Instead of using long paths for every command, or loading a module for every BLAST+ tool individually, you can simply load one module for the entire collection of BLAST+ tools. In reality, the BLAST+ module we loaded does load the BLAST+ family, but it serves to illustrate this example. One module = many tools.

For a complete description of how to build your own modules, go to Building Modules and Tools on OSC.

Singularity containers

For some tools, they might require dependencies that OSC won’t install, or can’t. These are often tools or libraries that need to be installed system-wide. The problem is that oftentimes dependencies among tools can conflict, so OSC doesn’t want to install system-wide dependencies for Tool A that conflict with Tool B. Not only that, but they’re installing something that might affect all users on OSC. OSC tends to sidestep that situation entirely by choosing not to install these often troublesome tools. So what do you do when there’s a tool that needs to be installed but can’t be?

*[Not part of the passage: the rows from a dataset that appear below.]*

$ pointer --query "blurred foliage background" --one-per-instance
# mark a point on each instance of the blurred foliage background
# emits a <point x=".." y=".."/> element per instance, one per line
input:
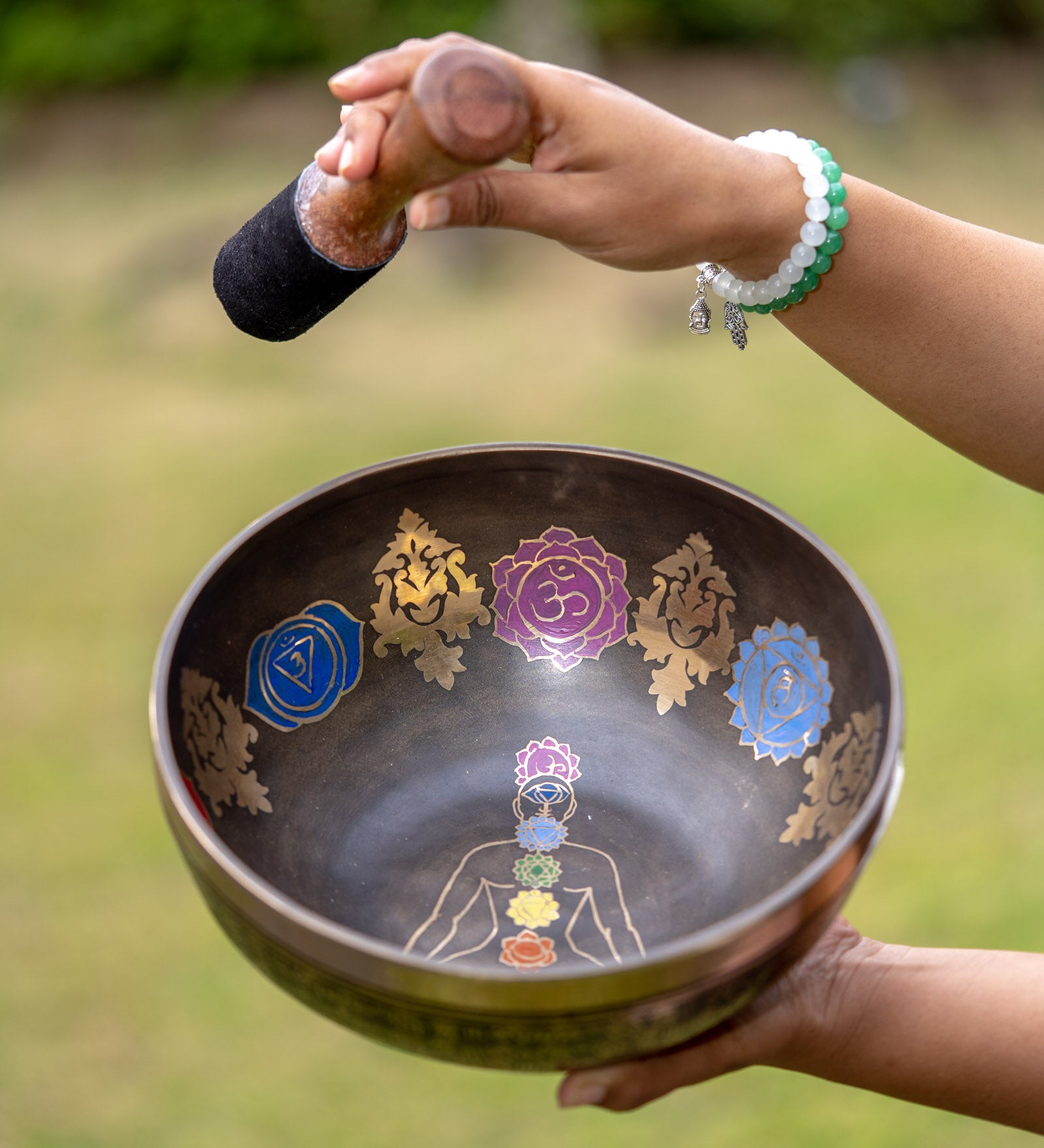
<point x="140" y="432"/>
<point x="101" y="43"/>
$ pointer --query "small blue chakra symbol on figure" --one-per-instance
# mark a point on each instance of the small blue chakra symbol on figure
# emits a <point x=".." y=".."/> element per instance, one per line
<point x="781" y="693"/>
<point x="298" y="672"/>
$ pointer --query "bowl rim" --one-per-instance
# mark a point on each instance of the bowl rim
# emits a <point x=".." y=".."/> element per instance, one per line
<point x="731" y="939"/>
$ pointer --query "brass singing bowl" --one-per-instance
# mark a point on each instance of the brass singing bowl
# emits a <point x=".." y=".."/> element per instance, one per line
<point x="527" y="757"/>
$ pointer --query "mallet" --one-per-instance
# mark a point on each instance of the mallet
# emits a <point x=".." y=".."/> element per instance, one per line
<point x="322" y="238"/>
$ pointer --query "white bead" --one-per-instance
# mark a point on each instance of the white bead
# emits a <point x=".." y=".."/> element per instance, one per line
<point x="790" y="273"/>
<point x="803" y="255"/>
<point x="814" y="234"/>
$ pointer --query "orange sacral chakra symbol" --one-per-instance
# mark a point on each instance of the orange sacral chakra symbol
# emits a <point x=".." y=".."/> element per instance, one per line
<point x="527" y="951"/>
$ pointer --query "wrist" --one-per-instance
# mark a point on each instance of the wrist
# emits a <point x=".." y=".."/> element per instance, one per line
<point x="842" y="999"/>
<point x="760" y="209"/>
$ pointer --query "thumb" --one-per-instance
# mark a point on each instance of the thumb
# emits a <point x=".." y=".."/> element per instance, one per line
<point x="622" y="1087"/>
<point x="531" y="201"/>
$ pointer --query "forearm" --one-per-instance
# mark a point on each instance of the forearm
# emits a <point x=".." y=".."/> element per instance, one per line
<point x="941" y="320"/>
<point x="960" y="1030"/>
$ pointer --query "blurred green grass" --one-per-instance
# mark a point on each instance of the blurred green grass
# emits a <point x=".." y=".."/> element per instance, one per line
<point x="140" y="432"/>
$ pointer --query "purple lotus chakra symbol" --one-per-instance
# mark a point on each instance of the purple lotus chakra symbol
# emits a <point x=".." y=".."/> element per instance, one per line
<point x="560" y="597"/>
<point x="547" y="757"/>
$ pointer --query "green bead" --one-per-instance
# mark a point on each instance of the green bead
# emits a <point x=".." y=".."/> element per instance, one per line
<point x="833" y="244"/>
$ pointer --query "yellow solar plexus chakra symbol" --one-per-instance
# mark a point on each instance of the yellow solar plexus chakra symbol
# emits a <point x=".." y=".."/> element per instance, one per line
<point x="841" y="779"/>
<point x="424" y="596"/>
<point x="217" y="738"/>
<point x="533" y="909"/>
<point x="684" y="622"/>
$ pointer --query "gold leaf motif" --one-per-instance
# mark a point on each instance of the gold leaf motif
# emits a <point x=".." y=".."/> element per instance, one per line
<point x="684" y="622"/>
<point x="841" y="779"/>
<point x="417" y="605"/>
<point x="217" y="738"/>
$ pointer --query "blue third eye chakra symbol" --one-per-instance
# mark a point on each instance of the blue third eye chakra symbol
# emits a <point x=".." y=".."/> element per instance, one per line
<point x="781" y="693"/>
<point x="298" y="672"/>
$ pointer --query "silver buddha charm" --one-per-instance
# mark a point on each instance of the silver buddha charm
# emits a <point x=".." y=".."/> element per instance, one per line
<point x="699" y="314"/>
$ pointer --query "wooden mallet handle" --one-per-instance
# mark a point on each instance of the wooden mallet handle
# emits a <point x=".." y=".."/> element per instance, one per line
<point x="465" y="110"/>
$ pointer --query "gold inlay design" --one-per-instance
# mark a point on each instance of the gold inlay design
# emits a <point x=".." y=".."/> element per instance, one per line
<point x="684" y="622"/>
<point x="424" y="596"/>
<point x="217" y="738"/>
<point x="841" y="779"/>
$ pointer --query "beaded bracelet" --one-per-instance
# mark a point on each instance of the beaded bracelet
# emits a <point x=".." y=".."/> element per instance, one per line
<point x="810" y="258"/>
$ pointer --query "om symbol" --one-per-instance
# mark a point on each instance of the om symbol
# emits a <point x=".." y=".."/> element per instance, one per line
<point x="560" y="598"/>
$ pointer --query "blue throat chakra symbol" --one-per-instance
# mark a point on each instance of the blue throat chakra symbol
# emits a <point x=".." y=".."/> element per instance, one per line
<point x="541" y="834"/>
<point x="781" y="693"/>
<point x="298" y="672"/>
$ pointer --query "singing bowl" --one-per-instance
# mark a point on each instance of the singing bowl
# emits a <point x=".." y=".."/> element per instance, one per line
<point x="527" y="755"/>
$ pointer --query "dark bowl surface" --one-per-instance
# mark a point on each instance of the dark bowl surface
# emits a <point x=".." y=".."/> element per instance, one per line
<point x="525" y="732"/>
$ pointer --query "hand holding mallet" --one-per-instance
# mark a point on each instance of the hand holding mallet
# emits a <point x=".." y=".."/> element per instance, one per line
<point x="322" y="238"/>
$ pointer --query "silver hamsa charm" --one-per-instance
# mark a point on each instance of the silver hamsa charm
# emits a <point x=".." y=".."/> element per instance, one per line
<point x="735" y="323"/>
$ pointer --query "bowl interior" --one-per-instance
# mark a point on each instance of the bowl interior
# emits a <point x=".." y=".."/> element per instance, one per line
<point x="529" y="708"/>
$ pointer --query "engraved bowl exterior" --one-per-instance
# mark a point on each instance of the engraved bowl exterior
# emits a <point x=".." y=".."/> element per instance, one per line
<point x="562" y="1016"/>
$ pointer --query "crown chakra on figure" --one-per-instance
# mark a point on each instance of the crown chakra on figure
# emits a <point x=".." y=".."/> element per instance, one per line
<point x="547" y="758"/>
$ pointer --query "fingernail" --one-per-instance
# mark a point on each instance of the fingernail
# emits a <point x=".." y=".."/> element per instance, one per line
<point x="583" y="1092"/>
<point x="435" y="213"/>
<point x="346" y="75"/>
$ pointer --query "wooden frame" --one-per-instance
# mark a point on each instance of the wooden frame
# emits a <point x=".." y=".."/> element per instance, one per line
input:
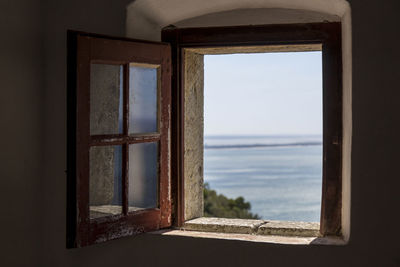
<point x="327" y="34"/>
<point x="83" y="50"/>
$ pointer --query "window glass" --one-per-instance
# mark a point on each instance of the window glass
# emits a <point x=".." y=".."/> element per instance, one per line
<point x="143" y="176"/>
<point x="105" y="184"/>
<point x="143" y="100"/>
<point x="106" y="96"/>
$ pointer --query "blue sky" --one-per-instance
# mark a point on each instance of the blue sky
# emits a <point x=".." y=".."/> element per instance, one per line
<point x="263" y="94"/>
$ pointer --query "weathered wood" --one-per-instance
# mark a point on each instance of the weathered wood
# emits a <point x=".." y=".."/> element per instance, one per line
<point x="85" y="50"/>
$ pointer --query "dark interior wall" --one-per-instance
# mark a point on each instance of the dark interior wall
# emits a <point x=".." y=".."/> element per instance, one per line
<point x="21" y="131"/>
<point x="33" y="116"/>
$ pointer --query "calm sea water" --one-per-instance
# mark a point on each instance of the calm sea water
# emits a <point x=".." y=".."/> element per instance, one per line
<point x="281" y="176"/>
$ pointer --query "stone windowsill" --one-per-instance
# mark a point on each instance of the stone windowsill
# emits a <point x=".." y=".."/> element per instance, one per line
<point x="281" y="232"/>
<point x="257" y="227"/>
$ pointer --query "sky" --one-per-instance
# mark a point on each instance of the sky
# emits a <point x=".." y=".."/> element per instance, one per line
<point x="263" y="94"/>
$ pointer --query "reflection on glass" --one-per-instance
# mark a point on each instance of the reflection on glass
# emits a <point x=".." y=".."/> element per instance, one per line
<point x="143" y="85"/>
<point x="143" y="176"/>
<point x="105" y="185"/>
<point x="106" y="83"/>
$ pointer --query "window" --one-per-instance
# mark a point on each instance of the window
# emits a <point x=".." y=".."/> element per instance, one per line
<point x="188" y="43"/>
<point x="129" y="134"/>
<point x="118" y="138"/>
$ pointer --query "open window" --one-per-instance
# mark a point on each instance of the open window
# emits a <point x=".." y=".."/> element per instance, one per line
<point x="189" y="45"/>
<point x="128" y="126"/>
<point x="118" y="138"/>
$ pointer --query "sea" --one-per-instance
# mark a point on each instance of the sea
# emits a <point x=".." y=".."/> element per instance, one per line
<point x="280" y="175"/>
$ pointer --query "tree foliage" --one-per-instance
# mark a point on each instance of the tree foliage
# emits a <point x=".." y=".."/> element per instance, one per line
<point x="218" y="205"/>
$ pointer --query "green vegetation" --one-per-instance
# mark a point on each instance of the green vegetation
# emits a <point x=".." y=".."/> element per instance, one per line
<point x="218" y="205"/>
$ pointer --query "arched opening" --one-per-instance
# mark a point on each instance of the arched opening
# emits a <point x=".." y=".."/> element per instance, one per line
<point x="145" y="20"/>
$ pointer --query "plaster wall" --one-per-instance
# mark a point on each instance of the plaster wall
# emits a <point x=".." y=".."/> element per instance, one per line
<point x="33" y="225"/>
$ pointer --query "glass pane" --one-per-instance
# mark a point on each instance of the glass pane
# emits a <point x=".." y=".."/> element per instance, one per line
<point x="143" y="84"/>
<point x="105" y="185"/>
<point x="106" y="84"/>
<point x="143" y="176"/>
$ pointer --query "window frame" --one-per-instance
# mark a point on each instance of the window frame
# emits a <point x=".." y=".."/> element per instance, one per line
<point x="329" y="35"/>
<point x="85" y="49"/>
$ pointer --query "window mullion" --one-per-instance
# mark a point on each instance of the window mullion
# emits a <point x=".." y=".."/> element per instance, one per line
<point x="125" y="150"/>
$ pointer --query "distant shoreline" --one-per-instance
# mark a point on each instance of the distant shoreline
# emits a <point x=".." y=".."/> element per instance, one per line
<point x="262" y="145"/>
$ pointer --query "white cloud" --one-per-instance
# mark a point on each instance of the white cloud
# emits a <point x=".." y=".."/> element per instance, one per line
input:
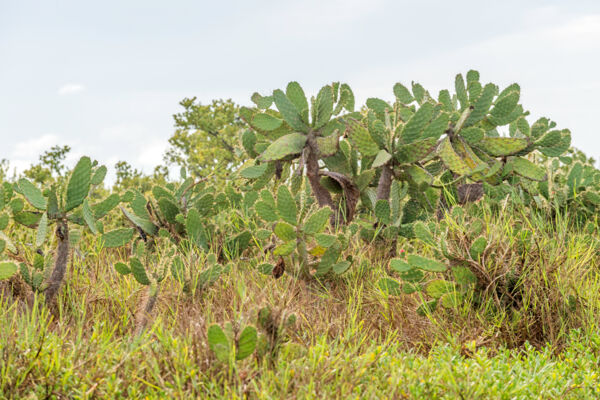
<point x="70" y="88"/>
<point x="30" y="149"/>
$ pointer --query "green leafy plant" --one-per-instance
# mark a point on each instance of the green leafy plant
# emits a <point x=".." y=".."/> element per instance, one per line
<point x="173" y="219"/>
<point x="300" y="228"/>
<point x="60" y="206"/>
<point x="231" y="344"/>
<point x="299" y="129"/>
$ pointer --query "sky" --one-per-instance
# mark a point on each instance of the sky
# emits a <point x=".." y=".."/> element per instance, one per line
<point x="106" y="77"/>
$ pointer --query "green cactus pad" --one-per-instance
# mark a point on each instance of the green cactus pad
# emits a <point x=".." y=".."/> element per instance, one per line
<point x="295" y="93"/>
<point x="324" y="106"/>
<point x="265" y="122"/>
<point x="501" y="147"/>
<point x="402" y="94"/>
<point x="218" y="343"/>
<point x="246" y="343"/>
<point x="378" y="131"/>
<point x="79" y="184"/>
<point x="437" y="127"/>
<point x="417" y="123"/>
<point x="478" y="247"/>
<point x="328" y="145"/>
<point x="117" y="238"/>
<point x="99" y="176"/>
<point x="286" y="145"/>
<point x="138" y="271"/>
<point x="316" y="221"/>
<point x="284" y="231"/>
<point x="265" y="211"/>
<point x="42" y="231"/>
<point x="33" y="195"/>
<point x="399" y="265"/>
<point x="416" y="151"/>
<point x="426" y="264"/>
<point x="88" y="217"/>
<point x="122" y="268"/>
<point x="286" y="205"/>
<point x="389" y="286"/>
<point x="262" y="102"/>
<point x="550" y="139"/>
<point x="254" y="171"/>
<point x="361" y="138"/>
<point x="341" y="267"/>
<point x="289" y="112"/>
<point x="382" y="211"/>
<point x="285" y="249"/>
<point x="439" y="287"/>
<point x="451" y="159"/>
<point x="324" y="240"/>
<point x="105" y="206"/>
<point x="482" y="105"/>
<point x="527" y="169"/>
<point x="472" y="135"/>
<point x="422" y="233"/>
<point x="7" y="269"/>
<point x="144" y="224"/>
<point x="381" y="158"/>
<point x="27" y="218"/>
<point x="3" y="221"/>
<point x="505" y="105"/>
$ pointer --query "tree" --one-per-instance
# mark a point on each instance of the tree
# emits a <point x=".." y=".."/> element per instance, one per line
<point x="206" y="137"/>
<point x="129" y="177"/>
<point x="50" y="166"/>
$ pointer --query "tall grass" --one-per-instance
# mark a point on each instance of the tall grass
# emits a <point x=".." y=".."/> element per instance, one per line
<point x="350" y="338"/>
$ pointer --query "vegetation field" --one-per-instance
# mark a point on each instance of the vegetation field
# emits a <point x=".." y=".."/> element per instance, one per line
<point x="430" y="247"/>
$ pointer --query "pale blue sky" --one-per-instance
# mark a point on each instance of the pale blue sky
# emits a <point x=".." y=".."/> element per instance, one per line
<point x="106" y="77"/>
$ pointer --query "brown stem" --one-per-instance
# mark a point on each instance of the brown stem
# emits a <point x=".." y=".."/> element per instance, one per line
<point x="143" y="316"/>
<point x="385" y="183"/>
<point x="60" y="263"/>
<point x="312" y="172"/>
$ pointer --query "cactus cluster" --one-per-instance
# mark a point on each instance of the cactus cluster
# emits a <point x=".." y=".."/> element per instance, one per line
<point x="300" y="227"/>
<point x="229" y="345"/>
<point x="59" y="206"/>
<point x="413" y="154"/>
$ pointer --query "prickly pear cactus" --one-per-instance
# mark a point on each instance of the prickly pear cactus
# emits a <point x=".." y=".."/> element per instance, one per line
<point x="228" y="345"/>
<point x="302" y="243"/>
<point x="308" y="130"/>
<point x="57" y="207"/>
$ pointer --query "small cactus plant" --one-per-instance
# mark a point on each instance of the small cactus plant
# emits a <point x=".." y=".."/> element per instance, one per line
<point x="229" y="345"/>
<point x="60" y="206"/>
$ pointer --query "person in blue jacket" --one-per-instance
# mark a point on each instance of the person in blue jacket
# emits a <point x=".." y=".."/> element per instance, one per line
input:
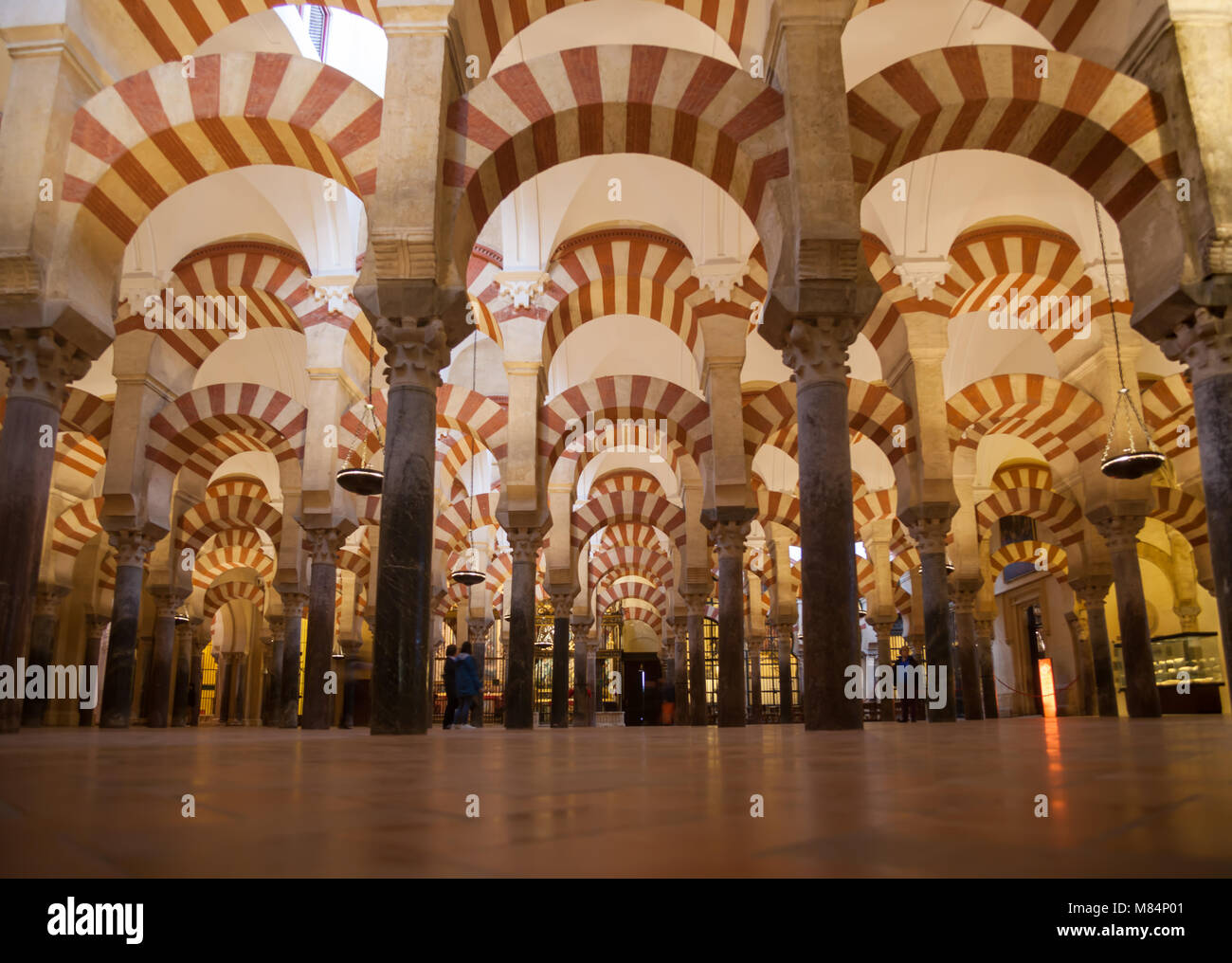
<point x="469" y="687"/>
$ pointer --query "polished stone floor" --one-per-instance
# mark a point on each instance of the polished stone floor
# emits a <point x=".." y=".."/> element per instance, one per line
<point x="1125" y="798"/>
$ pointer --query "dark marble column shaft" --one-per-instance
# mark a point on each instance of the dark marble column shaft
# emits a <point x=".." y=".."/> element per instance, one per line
<point x="403" y="642"/>
<point x="183" y="673"/>
<point x="698" y="711"/>
<point x="42" y="646"/>
<point x="1093" y="592"/>
<point x="288" y="692"/>
<point x="817" y="354"/>
<point x="1120" y="535"/>
<point x="118" y="688"/>
<point x="524" y="544"/>
<point x="730" y="537"/>
<point x="969" y="658"/>
<point x="40" y="363"/>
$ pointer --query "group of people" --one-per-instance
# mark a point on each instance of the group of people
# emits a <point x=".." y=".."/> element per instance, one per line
<point x="463" y="688"/>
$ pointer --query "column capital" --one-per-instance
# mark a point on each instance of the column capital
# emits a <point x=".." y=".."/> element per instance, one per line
<point x="524" y="543"/>
<point x="41" y="362"/>
<point x="323" y="544"/>
<point x="817" y="349"/>
<point x="132" y="546"/>
<point x="1092" y="590"/>
<point x="415" y="351"/>
<point x="1119" y="529"/>
<point x="1204" y="344"/>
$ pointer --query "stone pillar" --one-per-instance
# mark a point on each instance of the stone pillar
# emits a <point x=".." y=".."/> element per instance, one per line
<point x="883" y="626"/>
<point x="1093" y="590"/>
<point x="288" y="692"/>
<point x="754" y="645"/>
<point x="323" y="544"/>
<point x="697" y="602"/>
<point x="118" y="690"/>
<point x="402" y="643"/>
<point x="477" y="632"/>
<point x="580" y="626"/>
<point x="987" y="678"/>
<point x="41" y="366"/>
<point x="680" y="627"/>
<point x="167" y="601"/>
<point x="1206" y="348"/>
<point x="730" y="537"/>
<point x="817" y="354"/>
<point x="239" y="707"/>
<point x="42" y="646"/>
<point x="562" y="608"/>
<point x="200" y="642"/>
<point x="524" y="544"/>
<point x="271" y="713"/>
<point x="929" y="525"/>
<point x="965" y="592"/>
<point x="183" y="673"/>
<point x="1120" y="534"/>
<point x="94" y="628"/>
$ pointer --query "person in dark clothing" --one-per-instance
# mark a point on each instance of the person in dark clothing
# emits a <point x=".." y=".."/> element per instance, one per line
<point x="469" y="687"/>
<point x="451" y="686"/>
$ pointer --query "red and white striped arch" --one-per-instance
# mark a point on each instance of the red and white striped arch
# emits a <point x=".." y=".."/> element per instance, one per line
<point x="1104" y="131"/>
<point x="566" y="105"/>
<point x="612" y="507"/>
<point x="181" y="432"/>
<point x="173" y="28"/>
<point x="681" y="416"/>
<point x="138" y="142"/>
<point x="1062" y="515"/>
<point x="1052" y="415"/>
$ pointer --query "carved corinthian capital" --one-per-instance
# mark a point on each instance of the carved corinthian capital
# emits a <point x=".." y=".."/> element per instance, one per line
<point x="415" y="351"/>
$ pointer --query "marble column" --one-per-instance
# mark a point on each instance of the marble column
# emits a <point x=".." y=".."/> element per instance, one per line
<point x="730" y="537"/>
<point x="118" y="688"/>
<point x="1092" y="590"/>
<point x="1120" y="532"/>
<point x="183" y="673"/>
<point x="288" y="692"/>
<point x="271" y="713"/>
<point x="323" y="544"/>
<point x="929" y="525"/>
<point x="479" y="629"/>
<point x="524" y="544"/>
<point x="41" y="365"/>
<point x="883" y="626"/>
<point x="562" y="608"/>
<point x="200" y="643"/>
<point x="965" y="591"/>
<point x="680" y="629"/>
<point x="167" y="601"/>
<point x="697" y="602"/>
<point x="1205" y="345"/>
<point x="755" y="643"/>
<point x="94" y="629"/>
<point x="239" y="706"/>
<point x="987" y="679"/>
<point x="579" y="627"/>
<point x="403" y="642"/>
<point x="223" y="685"/>
<point x="42" y="646"/>
<point x="817" y="353"/>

Enter Singularity. Personally, this is the preferred method of running a tool for the Sullivan lab. Singularity containers (we’ll get to that in a second) are secure, single-file executables that can be run on any system w/ Singularity installed. If you’ve heard of Docker, then Singularity is pretty similar, but offers a more secure solution for bioinformatics-driven analyses. This is because Docker has a pesky privilege escalation problem, where a Docker user can maliciously execute code from a Docker container and take control of the host system. As one can imagine, this would be a problem in a shared HPC environment if a single user could intentionally/unintentionally take down an entire cluster.

A Singularity container is basically an operating-system-in-a-file. It contains all the system libraries and dependencies you need in order to run a tool. So if you can install the tool in linux (which covers the vast majority of bioinformatic tools), then you can use Singularity to package it.

To run a Singularity container on OSC, you must first load Singularity and then you can execute the container.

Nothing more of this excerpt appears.